Elle remit sa toque sur sa tête, et descendit l'escalier quatre à quatre, avec une légèreté d'oiseau.

Elle s'était enfuie des courses au moment de la querelle du duc et de Chazolles et s'était jetée dans un fiacre en disant au cocher:

—A Paris.

D'abord elle voulait rentrer chez elle.

Mais elle eut peur de son amant. Il lui avait lancé des regards si farouches qu'elle en tremblait malgré son intrépidité difficile à ébranler. A la rue de Londres, le duc serait venu la relancer.

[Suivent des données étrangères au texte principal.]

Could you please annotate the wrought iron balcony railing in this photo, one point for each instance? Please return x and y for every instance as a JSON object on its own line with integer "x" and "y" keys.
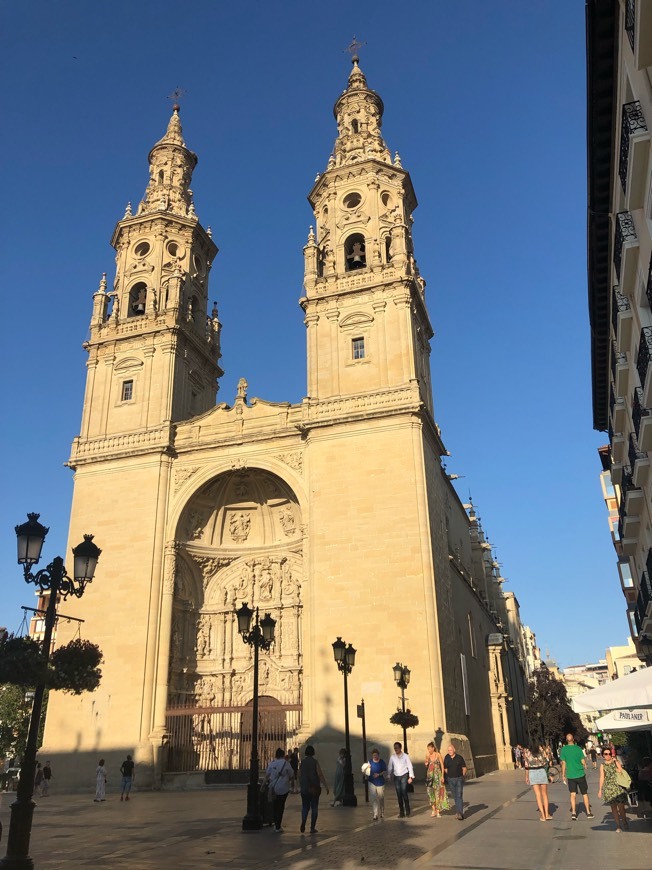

Alors elle songea au baron Germain qui allait être enchanté de la recevoir et de la dérober, pendant le premier moment, à la colère de cet hercule normand qui d'un revers de main envoyait les gens sur le dos à quinze pas dans la poussière. Mais le baron ne rentrait guère que vers les trois heures du matin et lui avait donné rendez-vous au Café Anglais. D'autre part ce serait répandre dans la maison le bruit de son incartade avec le locataire de l'entresol.

Elle était donc venue se réfugier tout droit rue du Cygne, dans le giron de sa tante.

C'était encore le parti le plus sage.

Au bureau du télégraphe, elle prit une carte fermée et écrivit ce qui suit:

«Mon cher baron,

«Il me tombe un cousin de Normandie sur les bras. Impossible de souper ce soir. C'est partie remise. Choses promises sont dues et je suis une honnête femme... comme vous les voulez.